At some point in your professional programming journey, your software will have defects.
And I say “professional” because, although your academic projects have defects, they are no match for the challenging defects that you will create and face in real-world applications.
Although everything I am going to talk about in this post will seem obvious, I’ve found that it is not for 9 out of 10 professional programmers, even those with many years of experience under their belt.
The Scientific Method Distilled
The scientific method consists of a few clear and concise steps. These steps are used by scientist to investigate phenomena. Today I was thinking about a recent issue we had and realized today that the scientific method fits perfectly for troubleshooting.
The steps consist of:
- Make Observations
- Thinking of interesting questions
- Formulating a hypothesis
- Develop Testable Predictions
- Gather data to test predictions
- Repeat steps 4-5 to refine, alter, expand or reject hypothesis
- Test predictions
Whenever something is wrong with software an observation is made and is reported.
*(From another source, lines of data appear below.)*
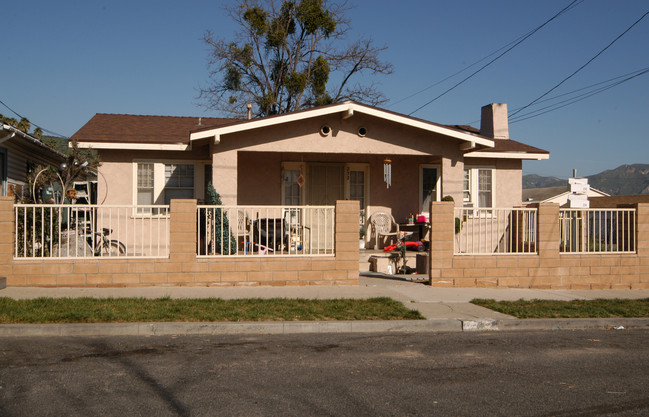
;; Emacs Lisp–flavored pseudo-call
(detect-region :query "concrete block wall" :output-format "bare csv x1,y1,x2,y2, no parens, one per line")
430,202,649,289
0,197,359,287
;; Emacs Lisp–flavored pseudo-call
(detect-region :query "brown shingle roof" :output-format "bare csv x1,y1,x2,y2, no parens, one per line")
70,113,235,144
449,125,550,154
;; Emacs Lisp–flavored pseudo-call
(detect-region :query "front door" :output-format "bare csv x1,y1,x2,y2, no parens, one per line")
305,163,345,253
306,163,345,206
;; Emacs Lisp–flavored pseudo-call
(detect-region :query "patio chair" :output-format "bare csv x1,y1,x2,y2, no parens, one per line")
370,211,399,249
237,209,253,250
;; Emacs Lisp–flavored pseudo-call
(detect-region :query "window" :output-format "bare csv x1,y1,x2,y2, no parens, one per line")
281,162,305,206
133,161,201,207
137,163,153,206
349,171,365,210
419,165,441,213
345,163,370,211
462,168,471,204
478,169,493,207
463,167,494,208
284,169,300,206
164,164,194,204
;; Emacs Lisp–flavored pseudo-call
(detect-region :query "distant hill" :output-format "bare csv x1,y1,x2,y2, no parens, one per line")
588,164,649,195
523,164,649,195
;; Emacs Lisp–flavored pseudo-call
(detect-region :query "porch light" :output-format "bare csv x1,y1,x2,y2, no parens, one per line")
383,158,392,188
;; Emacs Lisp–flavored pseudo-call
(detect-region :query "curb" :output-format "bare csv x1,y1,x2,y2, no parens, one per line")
462,318,649,332
0,318,649,337
0,319,462,337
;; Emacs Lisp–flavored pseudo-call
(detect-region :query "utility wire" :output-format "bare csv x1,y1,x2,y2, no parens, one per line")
408,0,583,116
510,69,649,124
509,12,649,117
465,67,649,125
0,100,68,139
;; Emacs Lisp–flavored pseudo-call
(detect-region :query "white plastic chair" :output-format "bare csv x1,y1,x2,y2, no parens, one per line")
370,211,399,249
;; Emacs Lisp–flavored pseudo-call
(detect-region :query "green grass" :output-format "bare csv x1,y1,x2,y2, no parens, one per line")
471,298,649,319
0,297,424,323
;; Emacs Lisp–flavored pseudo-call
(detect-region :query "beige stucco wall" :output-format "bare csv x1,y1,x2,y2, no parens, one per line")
97,145,210,205
92,114,522,221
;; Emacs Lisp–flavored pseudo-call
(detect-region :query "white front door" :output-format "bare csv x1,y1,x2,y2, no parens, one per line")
306,163,345,206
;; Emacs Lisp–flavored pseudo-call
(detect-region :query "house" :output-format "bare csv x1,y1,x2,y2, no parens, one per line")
71,101,549,242
0,123,65,196
523,184,608,207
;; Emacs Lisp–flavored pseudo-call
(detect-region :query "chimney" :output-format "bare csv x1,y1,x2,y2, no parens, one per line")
480,103,509,139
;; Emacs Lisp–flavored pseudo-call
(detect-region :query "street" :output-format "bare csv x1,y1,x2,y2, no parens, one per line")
0,330,649,416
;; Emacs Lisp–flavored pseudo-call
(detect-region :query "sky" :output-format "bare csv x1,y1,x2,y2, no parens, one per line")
0,0,649,178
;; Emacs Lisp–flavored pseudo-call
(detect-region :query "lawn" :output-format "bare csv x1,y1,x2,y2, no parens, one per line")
0,297,424,323
471,298,649,319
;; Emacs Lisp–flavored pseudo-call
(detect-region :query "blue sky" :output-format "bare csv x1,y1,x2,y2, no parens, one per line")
0,0,649,178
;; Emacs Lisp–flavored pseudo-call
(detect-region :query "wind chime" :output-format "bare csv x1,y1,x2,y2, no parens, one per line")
383,158,392,188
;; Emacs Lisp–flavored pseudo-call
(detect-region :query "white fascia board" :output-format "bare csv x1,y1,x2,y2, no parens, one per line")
189,103,494,148
356,107,494,148
189,104,352,141
464,152,550,161
78,142,191,151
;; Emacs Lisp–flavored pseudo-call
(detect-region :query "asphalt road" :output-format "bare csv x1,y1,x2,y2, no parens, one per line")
0,330,649,416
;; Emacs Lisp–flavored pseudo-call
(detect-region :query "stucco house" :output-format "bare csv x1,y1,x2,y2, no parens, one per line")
0,123,65,196
71,102,549,237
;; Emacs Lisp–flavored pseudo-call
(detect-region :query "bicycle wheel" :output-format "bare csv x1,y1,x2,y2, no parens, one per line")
101,240,126,256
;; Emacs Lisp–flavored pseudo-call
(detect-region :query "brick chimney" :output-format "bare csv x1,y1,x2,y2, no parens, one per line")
480,103,509,139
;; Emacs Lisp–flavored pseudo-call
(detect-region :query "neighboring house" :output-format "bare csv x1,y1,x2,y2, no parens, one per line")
523,185,608,207
0,123,65,196
71,102,549,228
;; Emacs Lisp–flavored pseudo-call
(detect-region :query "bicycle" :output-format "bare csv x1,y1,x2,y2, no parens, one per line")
85,227,126,256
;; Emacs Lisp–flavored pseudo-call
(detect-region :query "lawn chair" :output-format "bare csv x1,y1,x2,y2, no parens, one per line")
370,211,399,249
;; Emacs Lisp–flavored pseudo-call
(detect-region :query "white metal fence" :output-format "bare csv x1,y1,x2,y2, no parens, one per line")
14,204,169,259
559,208,636,254
455,208,537,255
197,205,335,257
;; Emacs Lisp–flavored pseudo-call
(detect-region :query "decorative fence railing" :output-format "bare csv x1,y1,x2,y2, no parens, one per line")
454,208,537,255
197,205,335,257
559,209,636,254
14,204,169,259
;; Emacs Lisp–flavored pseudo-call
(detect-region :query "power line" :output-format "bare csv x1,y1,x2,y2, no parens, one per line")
510,68,649,124
408,0,583,116
509,12,649,117
464,67,649,125
0,100,68,139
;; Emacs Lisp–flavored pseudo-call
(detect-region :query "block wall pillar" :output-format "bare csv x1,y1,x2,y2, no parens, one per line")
334,200,360,282
537,203,561,258
429,201,455,285
169,199,197,262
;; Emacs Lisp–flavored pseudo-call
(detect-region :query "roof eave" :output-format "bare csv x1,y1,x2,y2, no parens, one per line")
189,103,495,148
464,151,550,161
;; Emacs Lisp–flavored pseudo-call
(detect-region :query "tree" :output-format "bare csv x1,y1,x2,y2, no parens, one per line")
28,141,101,203
199,0,392,116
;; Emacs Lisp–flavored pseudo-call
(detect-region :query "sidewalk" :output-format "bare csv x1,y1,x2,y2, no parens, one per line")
0,276,649,336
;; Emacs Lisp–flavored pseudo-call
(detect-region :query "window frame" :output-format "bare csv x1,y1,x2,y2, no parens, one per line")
462,165,496,209
280,161,307,206
344,163,370,212
418,164,442,216
131,159,212,216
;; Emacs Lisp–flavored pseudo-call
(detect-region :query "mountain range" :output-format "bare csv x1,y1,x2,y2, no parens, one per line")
523,164,649,195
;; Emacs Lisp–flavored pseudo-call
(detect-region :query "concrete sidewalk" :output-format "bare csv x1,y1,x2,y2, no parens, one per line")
0,276,649,336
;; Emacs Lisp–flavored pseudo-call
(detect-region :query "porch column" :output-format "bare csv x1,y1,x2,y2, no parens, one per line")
212,150,237,206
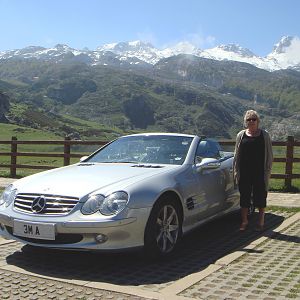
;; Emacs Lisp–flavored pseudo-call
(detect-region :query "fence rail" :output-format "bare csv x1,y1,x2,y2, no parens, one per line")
0,136,300,189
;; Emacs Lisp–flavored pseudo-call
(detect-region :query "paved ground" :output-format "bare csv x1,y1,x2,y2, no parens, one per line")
0,180,300,300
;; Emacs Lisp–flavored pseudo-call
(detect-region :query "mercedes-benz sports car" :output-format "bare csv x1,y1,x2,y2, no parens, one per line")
0,133,239,255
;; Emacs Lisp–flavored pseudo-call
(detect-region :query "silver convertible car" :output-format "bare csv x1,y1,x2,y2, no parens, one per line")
0,133,239,255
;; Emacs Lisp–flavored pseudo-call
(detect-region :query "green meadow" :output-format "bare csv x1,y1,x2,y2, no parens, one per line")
0,123,300,192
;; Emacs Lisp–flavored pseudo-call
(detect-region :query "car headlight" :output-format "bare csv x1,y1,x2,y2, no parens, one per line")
81,195,105,215
100,192,128,216
81,192,128,216
0,184,17,207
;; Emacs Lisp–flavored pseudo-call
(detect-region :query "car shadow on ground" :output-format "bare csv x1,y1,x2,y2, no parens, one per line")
4,213,284,288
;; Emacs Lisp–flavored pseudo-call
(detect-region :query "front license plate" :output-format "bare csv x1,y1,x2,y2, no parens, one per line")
13,220,55,240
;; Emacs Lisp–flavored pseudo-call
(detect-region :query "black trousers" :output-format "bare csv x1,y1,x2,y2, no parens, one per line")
239,173,267,208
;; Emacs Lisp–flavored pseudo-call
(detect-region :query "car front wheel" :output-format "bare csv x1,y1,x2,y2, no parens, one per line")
145,199,182,256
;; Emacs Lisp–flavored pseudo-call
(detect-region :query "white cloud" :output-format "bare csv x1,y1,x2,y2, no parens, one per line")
137,30,157,45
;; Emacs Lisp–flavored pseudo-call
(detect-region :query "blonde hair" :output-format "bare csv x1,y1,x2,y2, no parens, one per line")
244,109,260,128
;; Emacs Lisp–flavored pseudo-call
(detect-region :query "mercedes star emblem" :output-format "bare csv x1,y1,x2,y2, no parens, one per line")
31,196,46,213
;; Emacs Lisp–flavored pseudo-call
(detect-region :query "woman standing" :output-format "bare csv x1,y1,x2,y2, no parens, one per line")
233,110,273,231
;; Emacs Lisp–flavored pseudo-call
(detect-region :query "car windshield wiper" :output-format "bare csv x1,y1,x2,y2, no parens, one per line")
86,160,138,164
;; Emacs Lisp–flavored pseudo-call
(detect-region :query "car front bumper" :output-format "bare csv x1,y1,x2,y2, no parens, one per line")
0,207,151,251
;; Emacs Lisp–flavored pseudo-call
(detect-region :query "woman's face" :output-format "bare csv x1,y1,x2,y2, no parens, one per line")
246,115,258,130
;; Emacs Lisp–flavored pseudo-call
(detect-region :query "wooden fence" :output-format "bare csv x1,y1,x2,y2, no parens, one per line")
0,136,300,189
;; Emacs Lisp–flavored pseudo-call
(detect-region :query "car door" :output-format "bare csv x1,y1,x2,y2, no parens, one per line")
194,140,225,217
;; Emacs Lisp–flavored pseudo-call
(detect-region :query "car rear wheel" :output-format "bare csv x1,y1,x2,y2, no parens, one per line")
145,199,182,257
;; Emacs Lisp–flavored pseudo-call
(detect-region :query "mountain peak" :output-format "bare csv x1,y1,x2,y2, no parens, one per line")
97,40,153,53
272,36,296,54
217,44,256,57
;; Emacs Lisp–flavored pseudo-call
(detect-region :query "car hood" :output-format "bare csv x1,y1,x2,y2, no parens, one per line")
14,163,180,198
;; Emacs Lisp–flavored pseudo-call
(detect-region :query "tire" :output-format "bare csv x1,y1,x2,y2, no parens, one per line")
144,198,182,258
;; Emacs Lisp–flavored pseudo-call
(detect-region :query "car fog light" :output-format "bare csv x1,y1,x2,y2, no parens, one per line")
95,233,107,244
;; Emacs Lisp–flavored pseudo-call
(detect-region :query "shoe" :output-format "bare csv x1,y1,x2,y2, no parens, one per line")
240,222,248,231
255,224,264,232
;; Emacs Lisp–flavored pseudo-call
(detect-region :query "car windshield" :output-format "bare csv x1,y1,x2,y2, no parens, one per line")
85,135,193,165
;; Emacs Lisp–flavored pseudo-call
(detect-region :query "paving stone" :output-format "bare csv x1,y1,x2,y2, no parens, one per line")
179,212,300,300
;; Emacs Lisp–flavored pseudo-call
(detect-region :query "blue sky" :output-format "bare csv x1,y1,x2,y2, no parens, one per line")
0,0,300,56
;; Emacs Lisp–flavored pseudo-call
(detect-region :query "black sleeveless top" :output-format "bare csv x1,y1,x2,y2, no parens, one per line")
240,131,265,176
This usually comes in the form of a user or tester reporting a problem.
Making the observation is a critical step in the process.
Gathering as much information related to the problem is critical.
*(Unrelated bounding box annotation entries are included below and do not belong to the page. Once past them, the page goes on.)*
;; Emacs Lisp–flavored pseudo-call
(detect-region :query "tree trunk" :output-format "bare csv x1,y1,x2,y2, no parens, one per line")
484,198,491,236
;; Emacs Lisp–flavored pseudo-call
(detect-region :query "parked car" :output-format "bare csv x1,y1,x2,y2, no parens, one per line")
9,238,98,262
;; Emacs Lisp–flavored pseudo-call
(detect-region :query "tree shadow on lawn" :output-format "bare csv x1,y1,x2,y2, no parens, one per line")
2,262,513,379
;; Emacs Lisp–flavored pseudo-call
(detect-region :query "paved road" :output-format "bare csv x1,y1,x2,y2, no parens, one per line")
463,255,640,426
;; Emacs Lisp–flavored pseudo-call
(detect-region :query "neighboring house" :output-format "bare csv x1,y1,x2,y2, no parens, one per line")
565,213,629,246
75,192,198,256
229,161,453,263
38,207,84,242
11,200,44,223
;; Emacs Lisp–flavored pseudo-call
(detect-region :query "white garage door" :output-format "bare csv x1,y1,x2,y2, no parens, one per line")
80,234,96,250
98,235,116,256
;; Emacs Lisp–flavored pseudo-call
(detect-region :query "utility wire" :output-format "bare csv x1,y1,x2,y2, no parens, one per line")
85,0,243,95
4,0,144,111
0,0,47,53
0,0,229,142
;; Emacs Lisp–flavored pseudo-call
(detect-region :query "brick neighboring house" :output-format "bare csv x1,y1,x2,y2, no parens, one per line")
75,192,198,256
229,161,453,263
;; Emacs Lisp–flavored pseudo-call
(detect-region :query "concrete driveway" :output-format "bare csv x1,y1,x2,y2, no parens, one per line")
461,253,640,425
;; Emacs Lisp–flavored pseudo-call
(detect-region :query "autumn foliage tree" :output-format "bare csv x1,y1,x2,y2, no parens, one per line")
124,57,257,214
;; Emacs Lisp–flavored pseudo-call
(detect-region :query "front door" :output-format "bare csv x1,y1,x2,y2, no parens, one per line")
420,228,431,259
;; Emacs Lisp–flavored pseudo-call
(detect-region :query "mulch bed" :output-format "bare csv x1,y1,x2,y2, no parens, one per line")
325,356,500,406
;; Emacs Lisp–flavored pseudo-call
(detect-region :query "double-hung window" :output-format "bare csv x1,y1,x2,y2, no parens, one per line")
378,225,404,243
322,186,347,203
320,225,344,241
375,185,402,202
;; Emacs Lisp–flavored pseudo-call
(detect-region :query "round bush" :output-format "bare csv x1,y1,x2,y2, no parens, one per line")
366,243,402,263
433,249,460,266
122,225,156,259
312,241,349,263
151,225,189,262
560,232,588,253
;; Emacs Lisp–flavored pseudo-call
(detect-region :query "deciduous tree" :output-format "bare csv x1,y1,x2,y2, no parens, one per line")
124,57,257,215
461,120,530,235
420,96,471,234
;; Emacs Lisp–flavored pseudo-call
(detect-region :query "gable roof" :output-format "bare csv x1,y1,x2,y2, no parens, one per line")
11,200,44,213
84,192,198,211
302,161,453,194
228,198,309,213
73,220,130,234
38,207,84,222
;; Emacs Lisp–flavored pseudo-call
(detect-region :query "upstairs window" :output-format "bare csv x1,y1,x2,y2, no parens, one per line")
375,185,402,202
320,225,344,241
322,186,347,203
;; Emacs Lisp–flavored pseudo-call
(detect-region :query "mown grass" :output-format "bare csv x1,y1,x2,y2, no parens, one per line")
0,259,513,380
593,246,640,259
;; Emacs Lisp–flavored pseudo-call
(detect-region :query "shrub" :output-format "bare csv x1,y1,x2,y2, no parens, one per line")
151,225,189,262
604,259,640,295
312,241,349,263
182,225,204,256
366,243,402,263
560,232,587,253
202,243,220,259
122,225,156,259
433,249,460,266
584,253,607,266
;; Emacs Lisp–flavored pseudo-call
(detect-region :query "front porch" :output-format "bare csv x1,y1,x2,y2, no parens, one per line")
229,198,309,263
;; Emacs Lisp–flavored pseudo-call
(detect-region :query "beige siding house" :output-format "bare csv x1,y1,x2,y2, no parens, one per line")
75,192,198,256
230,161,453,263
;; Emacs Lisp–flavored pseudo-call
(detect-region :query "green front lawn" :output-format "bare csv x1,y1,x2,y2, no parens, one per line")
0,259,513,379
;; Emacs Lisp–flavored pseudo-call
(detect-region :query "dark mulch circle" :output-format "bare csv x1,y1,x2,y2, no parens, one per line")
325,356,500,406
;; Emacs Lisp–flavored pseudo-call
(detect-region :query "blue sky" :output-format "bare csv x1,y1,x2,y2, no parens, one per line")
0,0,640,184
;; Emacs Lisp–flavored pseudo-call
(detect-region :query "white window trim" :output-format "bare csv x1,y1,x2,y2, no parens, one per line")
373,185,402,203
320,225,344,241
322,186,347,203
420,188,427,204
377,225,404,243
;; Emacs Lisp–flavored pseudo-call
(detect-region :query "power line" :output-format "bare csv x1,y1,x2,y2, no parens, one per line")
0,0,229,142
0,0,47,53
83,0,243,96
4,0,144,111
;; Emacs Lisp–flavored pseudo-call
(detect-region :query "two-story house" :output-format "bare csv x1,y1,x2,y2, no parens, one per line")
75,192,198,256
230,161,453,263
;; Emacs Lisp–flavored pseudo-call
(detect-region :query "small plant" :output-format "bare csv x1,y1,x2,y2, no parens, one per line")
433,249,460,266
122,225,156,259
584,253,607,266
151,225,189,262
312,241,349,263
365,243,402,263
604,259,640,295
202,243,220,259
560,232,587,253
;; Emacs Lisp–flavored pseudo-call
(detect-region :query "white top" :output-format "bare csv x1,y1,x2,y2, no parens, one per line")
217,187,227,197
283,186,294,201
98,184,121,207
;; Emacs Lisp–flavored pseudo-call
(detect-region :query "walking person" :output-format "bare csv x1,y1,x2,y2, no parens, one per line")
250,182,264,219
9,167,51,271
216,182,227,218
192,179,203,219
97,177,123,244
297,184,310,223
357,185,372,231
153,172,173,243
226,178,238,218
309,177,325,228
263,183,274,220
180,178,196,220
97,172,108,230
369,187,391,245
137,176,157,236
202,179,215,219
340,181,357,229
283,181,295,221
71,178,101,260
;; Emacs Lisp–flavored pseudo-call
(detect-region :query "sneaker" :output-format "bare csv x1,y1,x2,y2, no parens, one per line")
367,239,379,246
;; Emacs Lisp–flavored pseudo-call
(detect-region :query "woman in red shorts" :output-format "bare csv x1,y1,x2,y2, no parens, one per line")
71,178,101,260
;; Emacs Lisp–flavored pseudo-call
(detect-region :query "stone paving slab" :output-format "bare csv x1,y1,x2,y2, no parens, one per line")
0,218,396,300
This will help you, the developer, reproduce the problem because a problem that cannot be reproduced cannot be fixed.
The result of this step should be the exact steps and conditions to reproduce this problem.
Gathering the right questions
With the exact steps gathered you can move onto the next step and take the time to think about the problem.
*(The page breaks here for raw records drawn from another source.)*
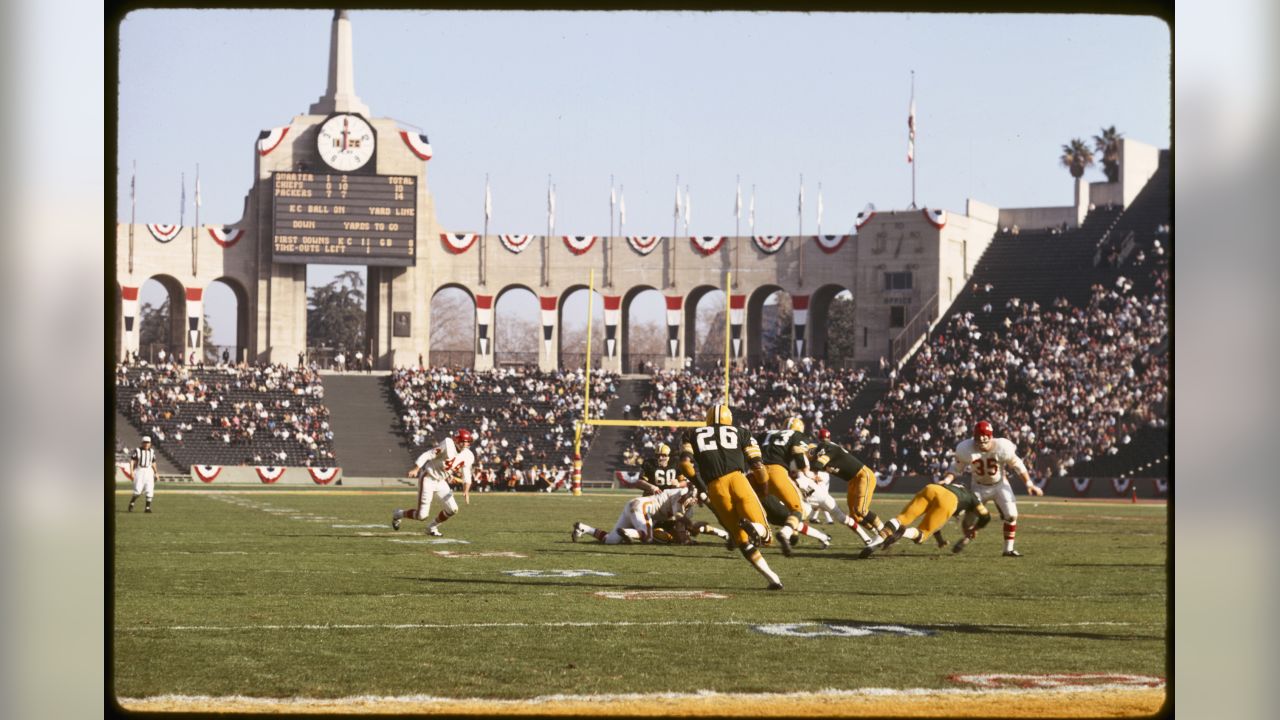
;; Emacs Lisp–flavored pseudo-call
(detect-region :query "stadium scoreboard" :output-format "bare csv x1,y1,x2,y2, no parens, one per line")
271,172,417,266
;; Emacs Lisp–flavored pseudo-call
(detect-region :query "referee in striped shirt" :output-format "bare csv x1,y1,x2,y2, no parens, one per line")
129,436,156,512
Since you know the system intimately, you should be able to come up with some possible causes.
At this point, you can start analyzing some of the possible causes and even eliminate some ideas based on facts. Keep in mind I said facts. Consider every assumption bad until proven correct.
Some things could be purely coincidental. The fact that problem occurs every day at 1PM could have little to do with time in the code and more to do with a janitor unplugging the server at that time to connect his vacuum cleaner.
I have found that in most cases a new defect is a result of a recent change. The change can be in code, or system changes external to the code. But, even so, you cannot make the assumption that the change caused it. There may be other changes that you either forgot or are unaware of.
So one of your first questions should be “What changed recently?”. You can then test that hypothesis later in the process.
Formulating a hypothesis
As you formulate theories on what could be possible causes, make sure that you consider the pre-conditions required.
Create plans for testing your theories.
You may be wondering why I say create plans, but keep in mind that I’m talking about those tough defects, not any old trivial defects.
For example, let’s say that your defect is in a web application and the server recently received a series of system updates as well as a new version of the application.
It may not be possible to revert the server back to a previous state, application wise or system-wise, on a dime. You have to plan this out with the system administrators.
Testing the Hypothesis
Test your theories. I cannot emphasize this enough. I have seen this too many times. A developer assumes that the error is caused by a certain thing that he figured out on paper and does not test the issue.
Instead, he implements a fix and re-deploys only to discover, some hours later or even worse, several days later, that the problem persists.
If your theories fail your test, at least you can leverage the process of elimination and try out other theories.
But don’t blindly go out trying theories. Slice the problem. Start broad and narrow the focus as you go.
For example, let’s say that you have a performance problem and you want to know if it’s a database change, a system change or a software change. Set up the conditions to rule out each system.
Once you figure which system is the culprit, you can focus on that system and begin narrowing down further.
This a divide and conquer approach which is much better than the “pinata approach“.
Through all of this be systematic. It’s hard to do for many of us. We want to run with our superman cape and yell “I solved it, here is the solution”.
Resist that urge. Test your theory. Discuss it with fellow developers. This is much better than announcing it to the entire team only to discover you are completely wrong.
By not being systematic, you are likely to create a lot of confusion, look like you are clueless and create all sorts of confusion for you and the team.
Good luck on your troubleshooting journey.